Джеймс сидел за столом во внешней комнате, согнувшись над кипой бумаг.
— Вы закончили? — спросил он, подняв на меня глаза.
— На сегодня. Завтра я снова приду, если будет что доложить. — Я заметил, что Джеймс действительно составляет справку по делу, и это меня удивило.
— Я должен убедить весь мир, что я солиситор, — объяснил он. — Иначе этот обман станет опасным для всех нас.
— А вы действительно юрист? — спросил я, решив, что это вполне возможно.
— На самом деле я барристер,[2] — ответил он с гордостью. — Я состою при премьер-министре, — он, подняв голову, коснулся своих потрепанных одежд, — и он поручил мне работать с Майкрофтом Холмсом, когда начались сложности с Фрейсингским договором.
— Это было в прошлом году, не так ли? — спросил я, перебрав в уме множество записей, которые мне пришлось разбирать за последние несколько месяцев. — Какие-то сделки с Германией?
— Это касалось Баварии. Вопрос считался решенным, но теперь ясно, что могут появиться дополнительные трудности. Кое-что из условий, о которых не сообщают широкой публике… Вы понимаете меня? — Джеймс откровенно ненавидел эти дополнительные трудности. Собрав бумаги, он вновь запихнул их в портфель. — Сюда, пожалуйста.
Я шел за ним по залу, на ходу припоминая манеры Августа Джеффриса. Поэтому, когда мы вышли на улицу, на моем лице было грубое выражение, свойственное этому образу.
— Что ж, я достану эти проклятые деньги, — бросил я — достаточно громко, чтобы привлечь внимание нескольких прохожих.
— Буду ждать вашего вызова, мистер… мистер Джеффрис, я не ошибся? — Джеймс выглядел в одно и то же время и угодливым, и высокомерным. Я был восхищен этим талантом, хотя был готов — конечно, в образе Джеффриса — презирать его за это.

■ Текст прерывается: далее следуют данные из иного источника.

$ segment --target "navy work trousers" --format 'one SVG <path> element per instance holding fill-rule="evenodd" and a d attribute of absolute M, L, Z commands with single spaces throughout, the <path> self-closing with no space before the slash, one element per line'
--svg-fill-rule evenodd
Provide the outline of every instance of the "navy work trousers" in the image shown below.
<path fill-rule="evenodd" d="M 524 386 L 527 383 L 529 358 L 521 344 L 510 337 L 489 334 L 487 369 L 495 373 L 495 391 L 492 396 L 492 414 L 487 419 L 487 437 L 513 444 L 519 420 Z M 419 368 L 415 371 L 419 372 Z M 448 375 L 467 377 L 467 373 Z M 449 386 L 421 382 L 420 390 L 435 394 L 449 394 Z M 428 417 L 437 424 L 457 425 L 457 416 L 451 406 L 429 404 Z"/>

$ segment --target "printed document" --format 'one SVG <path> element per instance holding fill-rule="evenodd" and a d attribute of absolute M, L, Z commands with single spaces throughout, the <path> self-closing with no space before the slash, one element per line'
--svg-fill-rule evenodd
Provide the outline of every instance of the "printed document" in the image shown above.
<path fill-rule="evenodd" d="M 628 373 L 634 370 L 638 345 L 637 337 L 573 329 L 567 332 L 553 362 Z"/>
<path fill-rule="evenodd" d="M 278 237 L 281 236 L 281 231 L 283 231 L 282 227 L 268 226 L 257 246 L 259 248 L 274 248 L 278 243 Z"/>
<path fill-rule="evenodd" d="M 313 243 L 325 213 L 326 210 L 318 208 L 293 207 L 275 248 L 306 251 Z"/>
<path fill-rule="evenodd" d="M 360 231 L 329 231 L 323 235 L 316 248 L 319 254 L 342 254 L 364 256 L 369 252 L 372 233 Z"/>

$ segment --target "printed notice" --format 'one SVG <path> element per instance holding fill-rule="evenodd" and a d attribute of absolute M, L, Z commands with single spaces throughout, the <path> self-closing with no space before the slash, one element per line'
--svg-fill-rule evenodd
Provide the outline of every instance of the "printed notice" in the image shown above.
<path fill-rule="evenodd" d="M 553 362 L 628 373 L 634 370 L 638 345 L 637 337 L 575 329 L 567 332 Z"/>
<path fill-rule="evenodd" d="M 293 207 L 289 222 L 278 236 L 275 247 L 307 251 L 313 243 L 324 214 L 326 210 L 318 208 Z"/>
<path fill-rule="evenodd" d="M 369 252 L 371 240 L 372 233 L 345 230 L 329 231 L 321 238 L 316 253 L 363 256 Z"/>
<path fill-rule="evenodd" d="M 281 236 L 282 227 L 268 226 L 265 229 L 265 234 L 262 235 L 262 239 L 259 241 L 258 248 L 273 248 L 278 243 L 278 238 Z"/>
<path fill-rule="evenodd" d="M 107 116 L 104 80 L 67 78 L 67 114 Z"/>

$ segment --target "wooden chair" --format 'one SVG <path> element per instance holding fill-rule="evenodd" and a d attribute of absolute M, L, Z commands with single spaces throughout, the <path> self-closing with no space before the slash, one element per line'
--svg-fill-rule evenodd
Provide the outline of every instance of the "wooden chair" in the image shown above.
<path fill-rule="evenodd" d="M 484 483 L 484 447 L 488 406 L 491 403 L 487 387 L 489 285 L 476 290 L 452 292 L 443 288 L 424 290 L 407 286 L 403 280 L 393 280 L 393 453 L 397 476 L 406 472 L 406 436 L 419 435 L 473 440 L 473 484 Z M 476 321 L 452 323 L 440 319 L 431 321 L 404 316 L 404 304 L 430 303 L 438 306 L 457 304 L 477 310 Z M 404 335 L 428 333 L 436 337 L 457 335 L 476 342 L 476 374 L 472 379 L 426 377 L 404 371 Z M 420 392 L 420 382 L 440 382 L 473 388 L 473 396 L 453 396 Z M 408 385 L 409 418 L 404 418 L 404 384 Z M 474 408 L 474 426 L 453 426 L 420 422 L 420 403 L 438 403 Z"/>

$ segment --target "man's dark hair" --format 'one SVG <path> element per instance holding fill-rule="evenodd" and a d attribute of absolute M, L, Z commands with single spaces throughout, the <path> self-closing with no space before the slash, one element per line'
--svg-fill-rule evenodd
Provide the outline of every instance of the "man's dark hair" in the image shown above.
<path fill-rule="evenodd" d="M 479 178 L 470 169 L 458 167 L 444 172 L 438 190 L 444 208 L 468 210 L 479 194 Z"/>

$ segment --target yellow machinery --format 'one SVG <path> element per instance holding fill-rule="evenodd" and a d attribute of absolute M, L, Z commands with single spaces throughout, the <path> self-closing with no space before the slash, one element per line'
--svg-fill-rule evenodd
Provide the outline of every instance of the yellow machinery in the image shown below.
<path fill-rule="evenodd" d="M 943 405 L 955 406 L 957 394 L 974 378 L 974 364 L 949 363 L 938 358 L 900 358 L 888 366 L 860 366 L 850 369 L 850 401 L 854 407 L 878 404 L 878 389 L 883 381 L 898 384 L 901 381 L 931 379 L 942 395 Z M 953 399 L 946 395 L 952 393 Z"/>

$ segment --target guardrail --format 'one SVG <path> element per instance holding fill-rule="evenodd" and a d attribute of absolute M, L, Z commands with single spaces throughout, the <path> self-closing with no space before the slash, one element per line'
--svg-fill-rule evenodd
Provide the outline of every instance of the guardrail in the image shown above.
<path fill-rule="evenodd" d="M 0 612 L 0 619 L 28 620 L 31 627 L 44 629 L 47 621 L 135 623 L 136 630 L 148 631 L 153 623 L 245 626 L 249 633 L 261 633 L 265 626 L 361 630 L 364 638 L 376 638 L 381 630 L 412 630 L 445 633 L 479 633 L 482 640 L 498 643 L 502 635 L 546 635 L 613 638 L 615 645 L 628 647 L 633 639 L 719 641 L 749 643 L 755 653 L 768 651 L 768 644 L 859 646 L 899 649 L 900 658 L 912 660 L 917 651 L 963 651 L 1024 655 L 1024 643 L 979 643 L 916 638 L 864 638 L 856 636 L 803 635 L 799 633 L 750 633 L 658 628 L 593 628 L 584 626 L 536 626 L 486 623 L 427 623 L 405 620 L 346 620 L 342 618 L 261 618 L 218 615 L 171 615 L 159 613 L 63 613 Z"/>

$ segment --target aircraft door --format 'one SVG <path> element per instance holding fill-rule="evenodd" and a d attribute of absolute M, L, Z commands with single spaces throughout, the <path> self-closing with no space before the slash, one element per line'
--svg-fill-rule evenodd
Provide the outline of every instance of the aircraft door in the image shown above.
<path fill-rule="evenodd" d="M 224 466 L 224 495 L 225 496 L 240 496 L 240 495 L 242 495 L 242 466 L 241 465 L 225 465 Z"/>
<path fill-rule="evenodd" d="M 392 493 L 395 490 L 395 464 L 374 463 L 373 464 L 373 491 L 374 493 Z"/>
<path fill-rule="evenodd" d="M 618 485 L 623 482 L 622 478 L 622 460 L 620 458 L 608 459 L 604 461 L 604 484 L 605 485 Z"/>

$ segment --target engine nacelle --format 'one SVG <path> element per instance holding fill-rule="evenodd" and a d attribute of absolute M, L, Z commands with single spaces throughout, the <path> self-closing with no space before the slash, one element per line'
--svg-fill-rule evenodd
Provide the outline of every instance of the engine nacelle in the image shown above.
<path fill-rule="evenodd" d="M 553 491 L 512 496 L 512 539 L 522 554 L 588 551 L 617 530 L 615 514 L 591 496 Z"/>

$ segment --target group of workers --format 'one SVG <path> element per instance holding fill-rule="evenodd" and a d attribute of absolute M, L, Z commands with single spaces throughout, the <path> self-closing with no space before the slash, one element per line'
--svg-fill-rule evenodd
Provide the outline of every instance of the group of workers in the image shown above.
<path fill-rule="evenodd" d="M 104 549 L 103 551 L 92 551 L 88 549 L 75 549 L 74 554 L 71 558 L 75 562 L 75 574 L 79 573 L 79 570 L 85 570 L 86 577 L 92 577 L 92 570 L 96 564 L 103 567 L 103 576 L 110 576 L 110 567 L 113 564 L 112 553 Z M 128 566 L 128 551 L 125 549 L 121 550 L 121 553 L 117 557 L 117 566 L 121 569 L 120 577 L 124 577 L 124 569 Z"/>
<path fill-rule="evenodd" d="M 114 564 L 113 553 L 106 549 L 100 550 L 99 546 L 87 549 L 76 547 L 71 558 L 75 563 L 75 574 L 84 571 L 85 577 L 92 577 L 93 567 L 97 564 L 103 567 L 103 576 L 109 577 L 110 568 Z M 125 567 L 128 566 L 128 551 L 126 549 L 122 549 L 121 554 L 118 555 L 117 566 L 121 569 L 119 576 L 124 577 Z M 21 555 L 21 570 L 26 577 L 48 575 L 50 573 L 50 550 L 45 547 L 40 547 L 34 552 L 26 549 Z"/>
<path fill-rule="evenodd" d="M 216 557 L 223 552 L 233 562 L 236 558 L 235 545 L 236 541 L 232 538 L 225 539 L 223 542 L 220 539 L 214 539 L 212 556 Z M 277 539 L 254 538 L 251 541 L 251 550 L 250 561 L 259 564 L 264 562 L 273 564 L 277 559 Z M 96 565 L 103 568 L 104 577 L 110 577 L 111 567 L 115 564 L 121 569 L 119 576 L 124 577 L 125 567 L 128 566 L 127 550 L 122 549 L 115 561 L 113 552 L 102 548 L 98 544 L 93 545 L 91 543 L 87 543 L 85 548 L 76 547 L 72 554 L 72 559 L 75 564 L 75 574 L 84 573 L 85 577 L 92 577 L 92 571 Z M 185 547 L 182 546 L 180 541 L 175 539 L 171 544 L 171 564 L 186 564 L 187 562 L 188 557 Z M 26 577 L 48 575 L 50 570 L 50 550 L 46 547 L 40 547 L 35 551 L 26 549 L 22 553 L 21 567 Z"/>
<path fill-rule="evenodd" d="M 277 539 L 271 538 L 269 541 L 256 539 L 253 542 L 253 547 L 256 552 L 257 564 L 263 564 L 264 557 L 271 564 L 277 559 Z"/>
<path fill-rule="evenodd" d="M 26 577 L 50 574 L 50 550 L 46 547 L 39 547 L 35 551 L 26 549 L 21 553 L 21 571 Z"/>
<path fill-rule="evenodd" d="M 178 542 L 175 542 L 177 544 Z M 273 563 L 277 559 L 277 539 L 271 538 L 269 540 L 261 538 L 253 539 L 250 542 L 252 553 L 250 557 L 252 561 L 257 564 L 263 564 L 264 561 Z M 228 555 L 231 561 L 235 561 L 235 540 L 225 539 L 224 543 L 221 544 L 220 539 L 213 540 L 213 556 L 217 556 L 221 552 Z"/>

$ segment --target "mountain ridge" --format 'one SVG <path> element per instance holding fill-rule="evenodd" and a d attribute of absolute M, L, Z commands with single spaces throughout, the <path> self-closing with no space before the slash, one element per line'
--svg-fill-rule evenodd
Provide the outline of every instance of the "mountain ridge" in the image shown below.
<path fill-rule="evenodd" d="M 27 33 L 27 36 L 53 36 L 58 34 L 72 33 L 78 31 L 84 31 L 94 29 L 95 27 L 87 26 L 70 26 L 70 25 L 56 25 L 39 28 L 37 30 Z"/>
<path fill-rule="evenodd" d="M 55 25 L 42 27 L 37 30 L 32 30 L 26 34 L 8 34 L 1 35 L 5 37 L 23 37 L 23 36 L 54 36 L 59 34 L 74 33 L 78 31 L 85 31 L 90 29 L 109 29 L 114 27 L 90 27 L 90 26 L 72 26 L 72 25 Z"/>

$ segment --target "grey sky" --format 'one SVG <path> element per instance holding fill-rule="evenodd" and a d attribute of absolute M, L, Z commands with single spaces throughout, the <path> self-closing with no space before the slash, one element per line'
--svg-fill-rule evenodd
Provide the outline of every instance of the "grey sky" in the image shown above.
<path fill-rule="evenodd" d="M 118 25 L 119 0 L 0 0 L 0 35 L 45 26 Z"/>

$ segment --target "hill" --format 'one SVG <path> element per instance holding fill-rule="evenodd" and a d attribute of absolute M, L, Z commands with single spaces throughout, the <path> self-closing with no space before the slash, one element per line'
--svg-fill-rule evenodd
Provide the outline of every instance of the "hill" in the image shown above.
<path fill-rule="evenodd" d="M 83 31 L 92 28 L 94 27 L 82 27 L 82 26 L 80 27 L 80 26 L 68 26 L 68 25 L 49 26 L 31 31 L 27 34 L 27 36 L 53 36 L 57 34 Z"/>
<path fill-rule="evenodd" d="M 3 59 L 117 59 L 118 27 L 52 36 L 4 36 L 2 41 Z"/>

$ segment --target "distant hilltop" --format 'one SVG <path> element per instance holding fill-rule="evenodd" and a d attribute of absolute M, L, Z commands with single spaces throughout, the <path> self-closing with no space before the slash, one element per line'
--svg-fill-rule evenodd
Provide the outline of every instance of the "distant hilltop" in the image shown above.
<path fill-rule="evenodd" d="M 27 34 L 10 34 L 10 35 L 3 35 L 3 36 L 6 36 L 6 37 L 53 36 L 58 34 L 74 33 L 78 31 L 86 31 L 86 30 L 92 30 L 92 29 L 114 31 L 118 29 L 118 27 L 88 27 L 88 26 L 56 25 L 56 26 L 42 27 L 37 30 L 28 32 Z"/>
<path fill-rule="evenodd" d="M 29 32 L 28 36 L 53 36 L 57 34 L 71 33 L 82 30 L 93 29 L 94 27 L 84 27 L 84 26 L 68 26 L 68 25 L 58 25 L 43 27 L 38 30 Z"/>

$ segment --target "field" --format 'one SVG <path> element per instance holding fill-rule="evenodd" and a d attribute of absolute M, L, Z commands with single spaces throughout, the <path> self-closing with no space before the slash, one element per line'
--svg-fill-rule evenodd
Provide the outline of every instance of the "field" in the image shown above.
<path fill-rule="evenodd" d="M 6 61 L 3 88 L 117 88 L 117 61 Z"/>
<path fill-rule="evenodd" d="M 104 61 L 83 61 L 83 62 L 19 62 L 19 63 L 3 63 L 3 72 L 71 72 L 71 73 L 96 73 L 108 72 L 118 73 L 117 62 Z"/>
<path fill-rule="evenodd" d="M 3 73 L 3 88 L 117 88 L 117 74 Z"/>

— Вы правильно запомнили: Джеффрис. Август Джеффрис. Даю вам слово, сэр, вы еще услышите это имя, — прорычал я, резко повернулся и, сгорбившись от гнева и отчаяния, направился в сторону «Бильбоке». Ярдах в двадцати позади я заметил клювоносого преследователя. Он шел с беззаботным видом, рассматривая уличную суету.
Мистер Холт находился в пивной. Когда я переступил порог, он налил стакан джина.
— Судя по вашему виду, вам нужно выпить.
— Можете быть уверены, я выпью и второй, — отрывисто ответил я, бросив на стойку деньги за две порции джина, и направился к своему вчерашнему месту около очага. Запах можжевельника был так силен, что я чуть не поперхнулся, когда через силу поднес стакан к губам. Нужно было во время разговора с мистером Холмсом попросить принести кусок говядины и немного сыра, запоздало подумал я. Но в следующий раз буду умнее. Понимая, что мне следует похвастаться своим богатством, я вынул две монеты из кармана и звякнул ими. — Сегодня я хотел бы поужинать, мистер Холт.